Figure 4. ROSI attenuates hypoxia-induced PA remodeling, but does not inhibit hypoxia-induced Akt activation in PA SMCs in vivo.

Figure 4

Sections of lung tissue were prepared from adult male Wistar Kyoto rats were subjected to isobaric normoxia or hypobaric hypoxia for 3 weeks. Some rats exposed to hypoxia were fed chow impregnated with ROSI. The sections were deparaffinized, rehydrated and subjected to immunohistochemistry for P-Akt. The top row shows representative phase contrast micrographs of intralobar pulmonary arteries (PA) adjacent to airways (AW). The middle row shows the corresponding fluorescence deconvolution images in which the signal for P-Akt (red) has been combined with the autofluorescence of the internal and external elastic lamellae (green). The bottom row shows enlargements of the regions within the blue squares in the middle row. Bar = 75 um. B) Nuclear P-Akt levels were quantitated by measuring fluorescence intensities of nuclei located between the inner and outer lammelae. Data were averaged for at least five vessels per animal from 6 animals. * indicates p ≤ 0.05. The data indicate that ROSI attenuates hypoxia-induced PA thickening but does not block activation of Akt by hypoxia in arterial SMC.

Casein kinase 2 (CK2) promotes CREB loss in response to PDGF-BB

We have reported that PDGF-BB-induced CREB loss in PA SMCs requires the presence of 2 closely spaced serine residues (serines 103 and 107) in the CREB molecule that are putative targets for CK2 (19). Simultaneous mutation of both serines to alanines results in a CREB molecule refractory to PDGF-induced degradation. To determine whether CK2 mediated CREB depletion in response to PDGF-BB we first assessed CK2 catalytic subunit expression in SMCs. We found that CK2 α′ catalytic subunit expression was consistently increased in PDGF-BB treated cells (Fig. 5A and 6A). In some experiments the α catalytic subunit was also increased by PDGF (Fig. 6A), but this was not observed in all experiments.

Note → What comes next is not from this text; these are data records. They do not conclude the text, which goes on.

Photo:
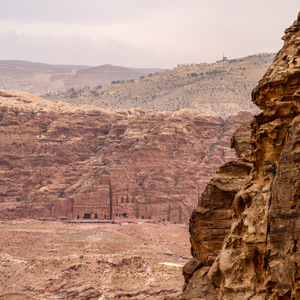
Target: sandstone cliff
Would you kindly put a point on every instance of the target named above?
(259, 258)
(58, 160)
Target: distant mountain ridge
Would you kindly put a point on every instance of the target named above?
(221, 88)
(39, 78)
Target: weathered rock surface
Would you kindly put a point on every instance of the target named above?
(260, 258)
(57, 160)
(211, 220)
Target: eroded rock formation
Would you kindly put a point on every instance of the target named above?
(211, 220)
(58, 160)
(260, 258)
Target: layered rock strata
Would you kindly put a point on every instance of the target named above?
(211, 220)
(57, 160)
(260, 257)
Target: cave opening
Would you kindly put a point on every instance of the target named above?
(87, 216)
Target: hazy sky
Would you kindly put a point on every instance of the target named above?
(141, 33)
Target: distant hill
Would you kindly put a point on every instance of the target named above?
(40, 78)
(220, 88)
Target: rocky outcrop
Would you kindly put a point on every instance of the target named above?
(211, 220)
(259, 258)
(58, 160)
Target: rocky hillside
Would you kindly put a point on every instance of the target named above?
(41, 78)
(259, 257)
(58, 160)
(221, 88)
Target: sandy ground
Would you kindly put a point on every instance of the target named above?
(55, 260)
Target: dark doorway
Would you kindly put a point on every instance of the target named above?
(87, 216)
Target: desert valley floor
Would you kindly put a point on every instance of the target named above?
(56, 260)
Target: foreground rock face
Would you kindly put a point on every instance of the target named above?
(259, 258)
(211, 220)
(57, 160)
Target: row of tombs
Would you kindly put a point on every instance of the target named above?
(101, 204)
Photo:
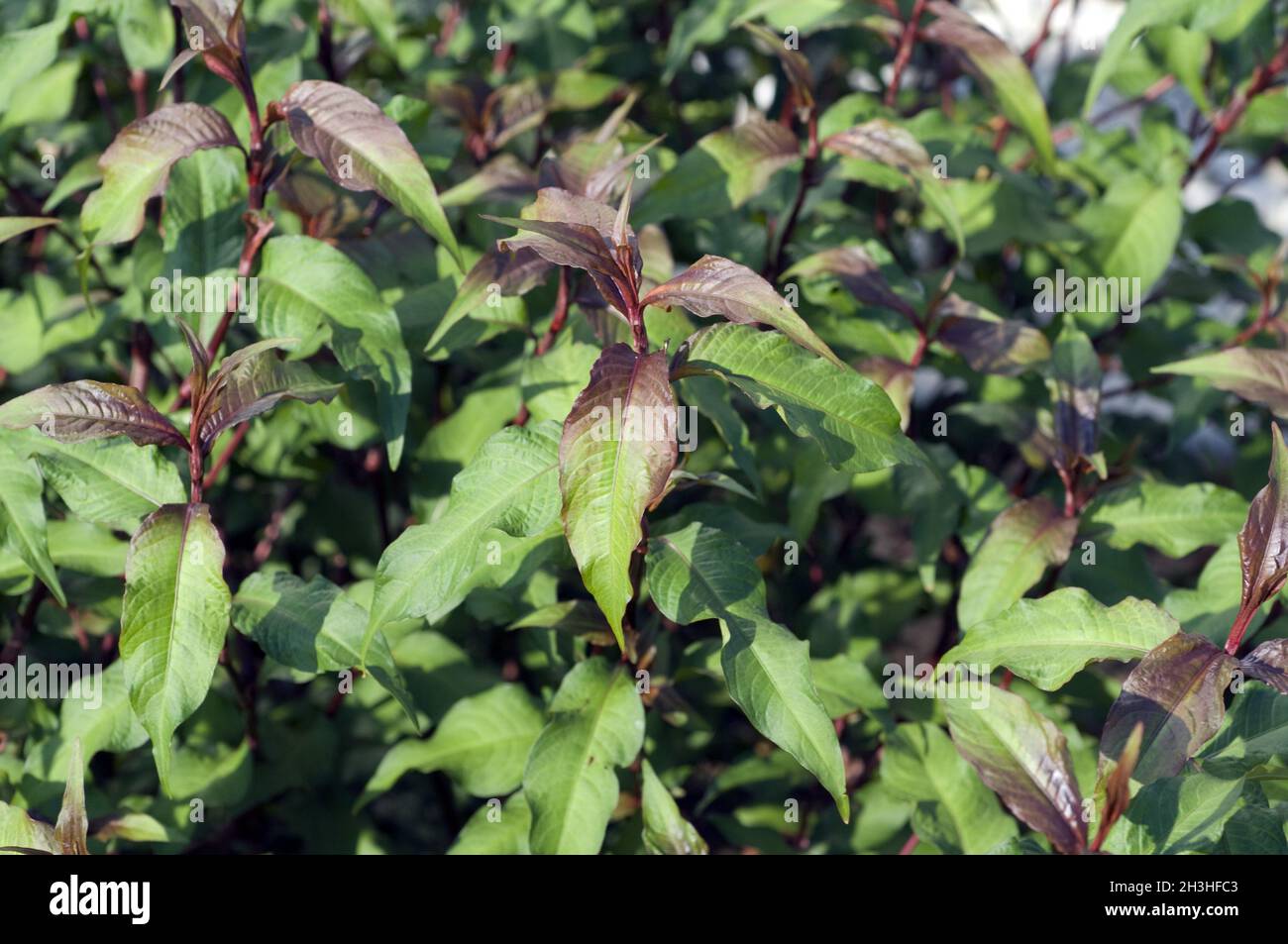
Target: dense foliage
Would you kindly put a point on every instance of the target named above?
(576, 426)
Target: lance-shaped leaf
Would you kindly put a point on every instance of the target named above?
(16, 226)
(1254, 373)
(1024, 758)
(1021, 544)
(71, 831)
(1051, 639)
(954, 811)
(850, 417)
(313, 627)
(172, 621)
(890, 146)
(614, 456)
(567, 230)
(307, 284)
(511, 483)
(666, 831)
(721, 171)
(596, 724)
(1175, 519)
(1263, 539)
(137, 163)
(22, 517)
(513, 273)
(1267, 664)
(89, 410)
(253, 385)
(987, 343)
(1006, 75)
(108, 481)
(1119, 784)
(365, 150)
(859, 273)
(698, 572)
(721, 287)
(482, 742)
(1076, 390)
(1176, 691)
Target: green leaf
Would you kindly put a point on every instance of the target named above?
(717, 286)
(511, 484)
(614, 456)
(720, 172)
(1175, 519)
(666, 831)
(22, 517)
(596, 724)
(1024, 758)
(172, 621)
(700, 574)
(1254, 373)
(108, 481)
(17, 226)
(365, 150)
(1138, 17)
(954, 810)
(494, 829)
(482, 742)
(307, 286)
(1021, 544)
(1050, 640)
(1133, 231)
(1004, 71)
(254, 384)
(137, 163)
(1176, 691)
(850, 417)
(89, 410)
(313, 627)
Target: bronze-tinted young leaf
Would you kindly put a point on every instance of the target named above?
(1119, 784)
(567, 230)
(72, 827)
(719, 286)
(365, 150)
(1254, 373)
(137, 165)
(617, 450)
(256, 384)
(89, 410)
(1005, 72)
(1177, 693)
(859, 273)
(1021, 756)
(1263, 540)
(1267, 664)
(987, 343)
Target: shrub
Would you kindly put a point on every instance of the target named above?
(639, 428)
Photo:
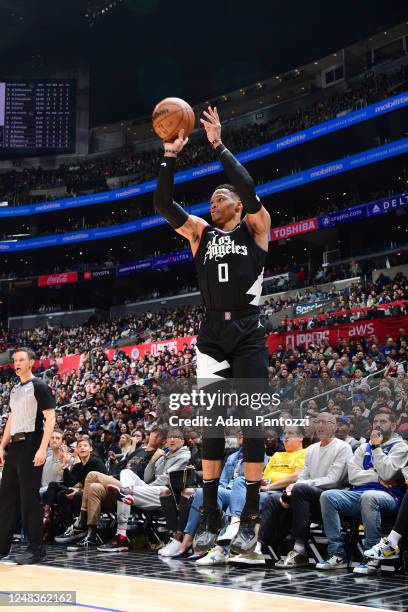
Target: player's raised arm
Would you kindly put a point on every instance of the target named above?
(257, 217)
(187, 225)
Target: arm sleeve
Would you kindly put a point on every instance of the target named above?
(240, 178)
(43, 395)
(163, 196)
(70, 477)
(388, 466)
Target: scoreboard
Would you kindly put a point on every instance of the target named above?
(37, 115)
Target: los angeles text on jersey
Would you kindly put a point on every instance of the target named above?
(220, 246)
(221, 421)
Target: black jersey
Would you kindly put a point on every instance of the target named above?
(230, 269)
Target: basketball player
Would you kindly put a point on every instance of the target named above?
(229, 257)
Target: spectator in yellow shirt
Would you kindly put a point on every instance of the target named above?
(283, 468)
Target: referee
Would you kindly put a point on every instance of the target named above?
(29, 426)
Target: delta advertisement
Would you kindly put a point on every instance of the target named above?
(321, 129)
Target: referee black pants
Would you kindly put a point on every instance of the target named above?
(401, 524)
(19, 492)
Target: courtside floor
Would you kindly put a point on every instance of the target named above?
(142, 581)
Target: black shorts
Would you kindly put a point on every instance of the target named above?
(232, 355)
(232, 349)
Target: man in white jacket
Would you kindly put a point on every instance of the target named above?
(376, 492)
(145, 494)
(325, 468)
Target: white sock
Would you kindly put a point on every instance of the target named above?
(394, 538)
(300, 548)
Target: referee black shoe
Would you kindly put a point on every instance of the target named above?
(33, 554)
(208, 529)
(247, 536)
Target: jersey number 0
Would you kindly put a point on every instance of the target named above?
(223, 273)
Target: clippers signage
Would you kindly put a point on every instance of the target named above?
(294, 229)
(343, 216)
(294, 180)
(387, 205)
(317, 131)
(47, 280)
(305, 308)
(381, 328)
(138, 351)
(155, 263)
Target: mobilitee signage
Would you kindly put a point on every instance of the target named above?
(275, 146)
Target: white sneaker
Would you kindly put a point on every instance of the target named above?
(367, 569)
(213, 557)
(332, 563)
(171, 548)
(252, 558)
(382, 550)
(71, 534)
(229, 533)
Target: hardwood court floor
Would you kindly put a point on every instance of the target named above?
(143, 581)
(120, 593)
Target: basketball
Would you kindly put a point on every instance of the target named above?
(170, 116)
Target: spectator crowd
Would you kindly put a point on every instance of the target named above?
(91, 175)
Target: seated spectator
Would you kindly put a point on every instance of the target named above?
(95, 495)
(361, 425)
(52, 470)
(67, 495)
(325, 468)
(145, 494)
(117, 461)
(374, 475)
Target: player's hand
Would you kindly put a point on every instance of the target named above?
(283, 504)
(159, 453)
(289, 488)
(177, 145)
(212, 124)
(39, 457)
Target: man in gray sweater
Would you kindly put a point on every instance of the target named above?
(145, 494)
(376, 493)
(325, 468)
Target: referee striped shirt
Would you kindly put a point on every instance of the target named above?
(27, 402)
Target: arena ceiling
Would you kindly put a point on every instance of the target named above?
(139, 51)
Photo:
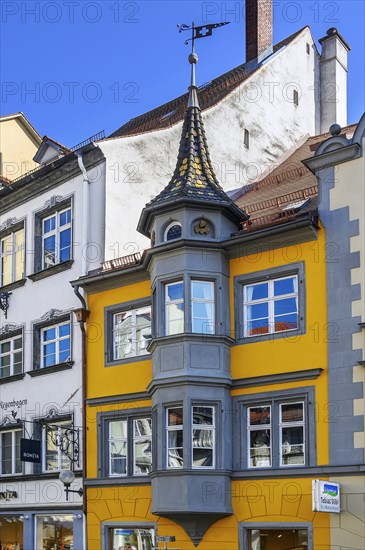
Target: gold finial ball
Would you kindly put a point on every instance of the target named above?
(193, 58)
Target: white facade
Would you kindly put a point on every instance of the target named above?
(50, 394)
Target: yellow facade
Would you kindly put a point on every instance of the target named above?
(279, 500)
(19, 142)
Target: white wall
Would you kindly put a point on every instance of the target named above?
(139, 167)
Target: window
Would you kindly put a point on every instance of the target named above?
(276, 434)
(129, 446)
(55, 445)
(11, 356)
(131, 537)
(56, 238)
(174, 308)
(271, 536)
(175, 437)
(10, 452)
(296, 97)
(270, 304)
(202, 307)
(173, 231)
(131, 332)
(203, 436)
(246, 139)
(55, 344)
(12, 257)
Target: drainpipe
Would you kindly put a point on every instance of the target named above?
(81, 316)
(85, 216)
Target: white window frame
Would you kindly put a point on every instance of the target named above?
(270, 300)
(112, 440)
(172, 224)
(293, 424)
(12, 251)
(136, 351)
(56, 340)
(63, 462)
(13, 452)
(174, 428)
(170, 303)
(202, 427)
(256, 428)
(56, 233)
(211, 322)
(12, 353)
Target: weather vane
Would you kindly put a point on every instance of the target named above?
(197, 32)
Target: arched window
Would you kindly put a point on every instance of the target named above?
(173, 231)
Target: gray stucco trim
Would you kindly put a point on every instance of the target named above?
(301, 471)
(122, 398)
(106, 525)
(240, 404)
(240, 281)
(310, 374)
(245, 526)
(342, 357)
(103, 419)
(109, 311)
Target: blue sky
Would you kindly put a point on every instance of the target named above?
(75, 67)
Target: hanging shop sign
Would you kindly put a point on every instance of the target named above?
(325, 496)
(30, 450)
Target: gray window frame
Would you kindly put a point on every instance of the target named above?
(240, 281)
(275, 398)
(244, 527)
(159, 313)
(37, 327)
(9, 335)
(39, 216)
(107, 525)
(109, 313)
(103, 420)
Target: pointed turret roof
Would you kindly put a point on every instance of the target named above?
(194, 177)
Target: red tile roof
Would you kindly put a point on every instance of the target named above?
(172, 112)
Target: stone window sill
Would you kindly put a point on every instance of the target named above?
(52, 369)
(12, 286)
(58, 268)
(12, 378)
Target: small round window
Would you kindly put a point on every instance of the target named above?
(173, 231)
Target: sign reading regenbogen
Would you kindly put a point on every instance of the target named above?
(325, 496)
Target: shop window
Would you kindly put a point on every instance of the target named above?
(127, 443)
(12, 256)
(11, 355)
(55, 531)
(10, 463)
(57, 445)
(277, 537)
(131, 538)
(270, 304)
(173, 231)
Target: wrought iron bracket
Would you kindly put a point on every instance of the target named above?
(4, 302)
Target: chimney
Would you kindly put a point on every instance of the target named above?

This is likely due to differences in α subunit expression in SMCs isolated from different animals, the heterogeneity of the medial SMC population, and possible expansion of different SMC subgroups in each isolate. Both basal and PDGF-stimulated CK2 α′ subunit expression was inhibited by the PI3-kinase inhibitor, LY294002. We next developed siRNA oligonucleotides to CK2 α′ subunit. Figure 5B shows that complete depletion of the CK2 subunit in SMCs transfected with the specific siRNA, but not in cells transfected with a control siRNA. We then measured CREB levels in cells transfected with each siRNA, and left untreated or exposed to PDGF-BB fro 48 hours. In PDGF-BB-naïve cells, CREB was present in both control and CK2 siRNA transfected SMCs (Fig. 5C). CREB was not detected in cells transfected with control siRNA and treated with PDGF-BB. However, in CK2 α′ siRNA transfected cells, CREB was detected in spite of PDGF-BB exposure. The results indicate that PDGF-BB stimulates CK2 expression α′ in a PI3-kinase-dependent manner, and that CK2 α′ is required for PDGF-BB-induced CREB depletion in PA SMCs.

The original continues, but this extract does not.